CEO Danantara Indonesia, Rosan Roeslani, mengaku tengah mengevaluasi secara menyeluruh skema penyelesaian utang KCJB. Menurut dia, Danantara ingin memastikan setiap aksi korporasi yang dilakukan bersifat menyelesaikan masalah secara permanen, bukan sekadar menundanya.
"Ya sama juga kita sedang evaluasi ini, dan kita mau memastikan supaya ini bisa. Kalau kita melakukan suatu corporate action itu tuntas gitu ya. Jadi bukan hanya sifatnya menunda masalah gitu,” kata Rosan di Kantor Kemenko Perekonomian, Selasa (5/8).
“Jadi kita akan lakukan, nanti pada saatnya kita akan umumkan langkah-langkah kita dalam langkah kita merestrukturisasi dari KCIC atau Whoosh ini,” katanya.
Sebelumnya, Chief Operating Officer (COO) Danantara Indonesia, Dony Oskaria, juga mengungkapkan bahwa pihaknya tengah merumuskan beberapa opsi restrukturisasi yang akan ditawarkan kepada pemerintah. Ia menegaskan, proses ini sedang dipikirkan secara matang sebelum usulan resmi disampaikan.
"Kereta cepat ini sedang kita pikirkan dan segera akan kita usulkan nanti. Tapi kan solusinya masih ada beberapa alternatif yang akan kita tawar, kita sampaikan kepada pemerintah mengenai penyelesaian daripada kereta cepat ini," kata Dony saat ditemui di kompleks parlemen Senayan, Rabu (23/7).
Operator KCJB yakni PT Kereta Cepat Indonesia China (KCIC) merupakan perusahaan patungan antara konsorsium BUMN PT Pilar Sinergi BUMN Indonesia (PSBI), dan konsorsium perusahaan perkeretaapian China melalui Beijing Yawan HSR Co.

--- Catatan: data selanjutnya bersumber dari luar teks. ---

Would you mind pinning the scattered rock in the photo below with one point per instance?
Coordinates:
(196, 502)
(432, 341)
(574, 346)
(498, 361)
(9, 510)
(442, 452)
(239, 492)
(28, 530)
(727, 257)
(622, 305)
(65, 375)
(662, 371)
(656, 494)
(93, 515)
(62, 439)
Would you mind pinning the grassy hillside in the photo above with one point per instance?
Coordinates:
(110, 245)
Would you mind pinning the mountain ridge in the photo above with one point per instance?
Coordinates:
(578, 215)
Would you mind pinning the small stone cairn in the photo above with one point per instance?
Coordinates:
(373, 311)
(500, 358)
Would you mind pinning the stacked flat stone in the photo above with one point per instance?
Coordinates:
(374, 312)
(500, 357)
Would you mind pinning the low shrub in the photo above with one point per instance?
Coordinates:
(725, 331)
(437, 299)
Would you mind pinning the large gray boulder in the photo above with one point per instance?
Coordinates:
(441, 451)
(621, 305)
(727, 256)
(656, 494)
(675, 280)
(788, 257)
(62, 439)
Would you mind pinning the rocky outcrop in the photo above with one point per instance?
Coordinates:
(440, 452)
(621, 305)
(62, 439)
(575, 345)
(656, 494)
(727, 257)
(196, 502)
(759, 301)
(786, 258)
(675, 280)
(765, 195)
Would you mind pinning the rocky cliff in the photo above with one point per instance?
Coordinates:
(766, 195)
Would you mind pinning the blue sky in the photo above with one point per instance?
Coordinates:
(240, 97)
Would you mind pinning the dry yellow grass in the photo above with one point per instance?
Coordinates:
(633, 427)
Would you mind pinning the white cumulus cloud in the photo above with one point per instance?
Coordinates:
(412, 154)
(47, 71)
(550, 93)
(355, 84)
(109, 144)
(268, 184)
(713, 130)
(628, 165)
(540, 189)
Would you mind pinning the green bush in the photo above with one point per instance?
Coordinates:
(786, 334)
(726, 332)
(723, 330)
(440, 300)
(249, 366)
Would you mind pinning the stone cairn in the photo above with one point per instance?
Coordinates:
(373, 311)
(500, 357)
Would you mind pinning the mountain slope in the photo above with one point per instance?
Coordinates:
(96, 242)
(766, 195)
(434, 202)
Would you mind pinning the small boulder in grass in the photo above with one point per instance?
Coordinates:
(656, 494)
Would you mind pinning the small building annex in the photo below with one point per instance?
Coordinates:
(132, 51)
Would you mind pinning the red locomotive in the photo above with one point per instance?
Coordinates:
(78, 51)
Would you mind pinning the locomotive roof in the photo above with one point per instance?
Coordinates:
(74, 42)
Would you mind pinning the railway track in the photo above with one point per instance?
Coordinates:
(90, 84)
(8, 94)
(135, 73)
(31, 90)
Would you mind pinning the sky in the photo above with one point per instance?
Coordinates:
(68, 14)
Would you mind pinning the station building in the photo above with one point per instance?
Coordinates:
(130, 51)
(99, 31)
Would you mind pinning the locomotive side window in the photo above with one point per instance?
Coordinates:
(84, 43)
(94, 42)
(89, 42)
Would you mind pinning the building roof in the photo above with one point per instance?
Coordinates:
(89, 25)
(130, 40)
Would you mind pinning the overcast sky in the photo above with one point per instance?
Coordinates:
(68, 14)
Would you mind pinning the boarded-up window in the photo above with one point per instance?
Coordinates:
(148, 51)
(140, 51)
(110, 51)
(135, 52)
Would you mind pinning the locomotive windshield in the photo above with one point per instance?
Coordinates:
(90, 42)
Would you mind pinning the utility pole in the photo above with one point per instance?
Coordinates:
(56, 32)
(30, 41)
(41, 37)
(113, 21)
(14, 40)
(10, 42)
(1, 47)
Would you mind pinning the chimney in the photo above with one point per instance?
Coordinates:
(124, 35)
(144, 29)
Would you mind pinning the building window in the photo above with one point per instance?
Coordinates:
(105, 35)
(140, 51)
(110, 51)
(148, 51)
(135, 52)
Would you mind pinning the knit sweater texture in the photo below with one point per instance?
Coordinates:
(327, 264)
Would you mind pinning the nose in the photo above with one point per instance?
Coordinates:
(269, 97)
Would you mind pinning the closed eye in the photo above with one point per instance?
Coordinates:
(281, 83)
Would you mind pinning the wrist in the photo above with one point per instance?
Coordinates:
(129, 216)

Ltd.
Adapun komposisi pemegang saham PSBI adalah PT Kereta Api Indonesia (Persero) sebesar 51,37 persen, PT Wijaya Karya (Persero) Tbk 39,12 persen, PT Perkebunan Nusantara I 1,21 persen, dan PT Jasa Marga (Persero) Tbk 8,30 persen. Sementara dari pihak China, Beijing Yawan HSR Co. Ltd terdiri dari CREC 42,88 persen, Sinohydro 30 persen, CRRC 12 persen, CRSC 10,12 persen, dan CRIC 5 persen.
Proyek kereta cepat ini juga mendapatkan pendanaan besar dari China Development Bank (CDB). Sekitar 75 persen kebutuhan pembiayaan proyek berasal dari pinjaman lembaga tersebut, dengan nilai yang diperkirakan mencapai Rp 6,98 triliun.
"Operasionalnya kan sedang kita lihat bagaimana nanti solusi jangka panjangnya mengenai utang-utang daripada konsorsium ini yang cukup besar ya. Ini yang nanti akan kita sampaikan," ujar Dony.